[Bug 2275] Charset/encoding issue

http://www.w3.org/Bugs/Public/show_bug.cgi?id=2275

           Summary: Charset/encoding issue
           Product: Validator
           Version: 0.7.0
          Platform: PC
        OS/Version: Windows XP
            Status: NEW
          Severity: major
          Priority: P2
         Component: Parser
        AssignedTo: link@pobox.com
        ReportedBy: jh@awake.dk
         QAContact: www-validator-cvs@w3.org


When using the "Validate by direct input" (great feature!), I get an error,
which I believe is related to encoding or charset.

I try to validate this:

<!DOCTYPE html PUBLIC "-//W3C//DTD XHTML 1.0 Strict//EN"
"http://www.w3.org/TR/xhtml1/DTD/xhtml1-strict.dtd">
<html xml:lang="se" xmlns="http://www.w3.org/1999/xhtml">
<head>
	<title>Encoding/charset test</title>
	<meta http-equiv="Content-Type" content="text/html; charset=iso-8859-1" />
</head>
<body>
<p>ÄÖÅäöå</p>
</body>
</html>

and I get 3 errors that relates to "non SGML character". All 3 errors are in
this line:
<p>ÄÖÅäöå</p>

If I change charset from iso-8859-1 to utf-8, the XHTML will validate without
errors, I would have expected this behaviour to be the other way around.
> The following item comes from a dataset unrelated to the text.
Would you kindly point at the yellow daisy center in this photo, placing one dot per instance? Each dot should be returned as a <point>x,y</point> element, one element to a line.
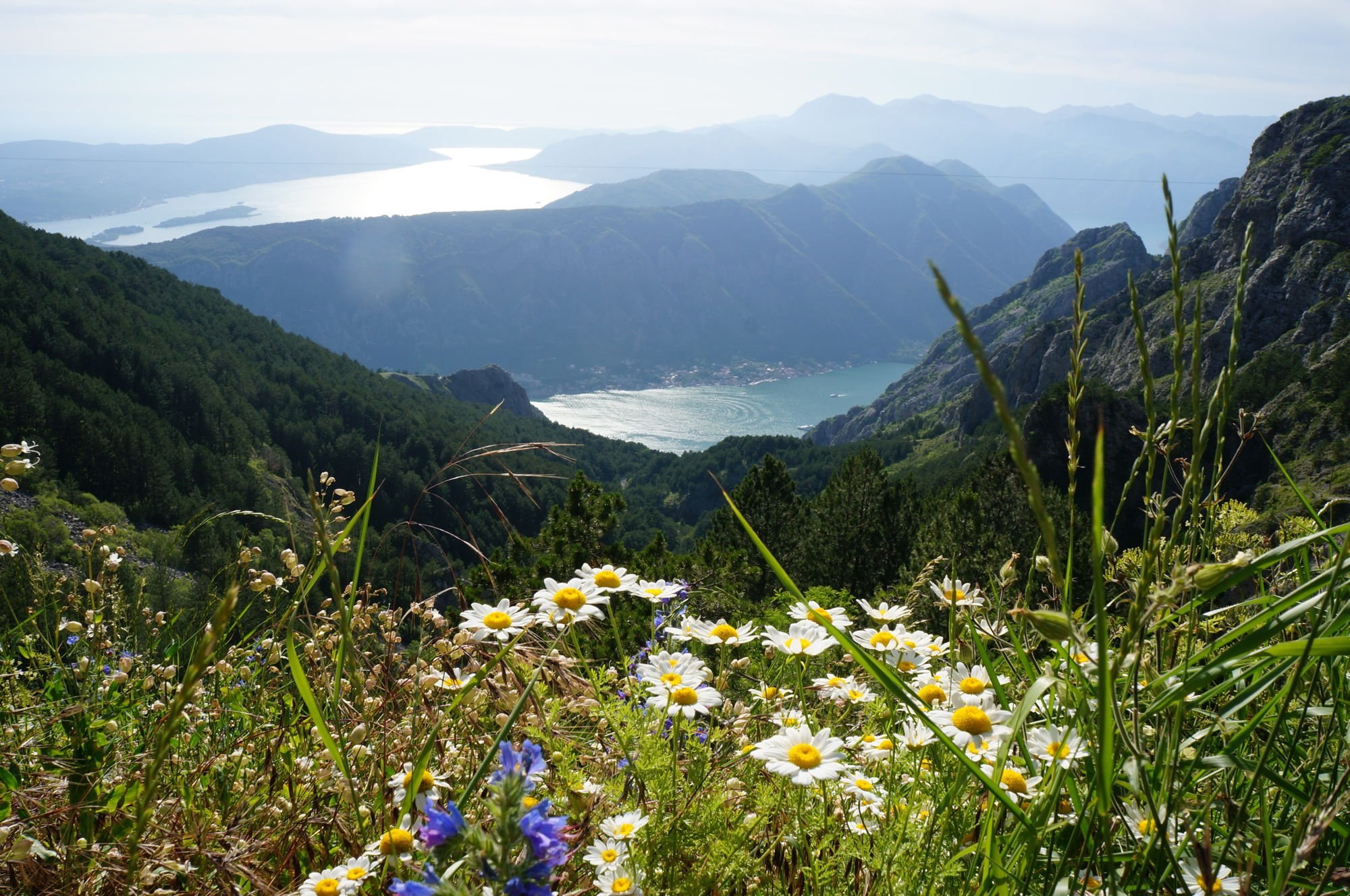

If save the XHTML as .html and use the "Validate by File Upload" feature, I get
no errors, the XHTML validates fine. Also if this .html file is placed on a
webserver, using the "Validate by URL" feature will also validate fine.

So, to sum up, I believe there is an issue with the "Validate by direct input"
and encoding/charset - it does not seem to be set properly, even though it does
say "Encoding: iso-8859-1" a the top of the validation results page.

Received on Wednesday, 21 September 2005 12:18:28 UTC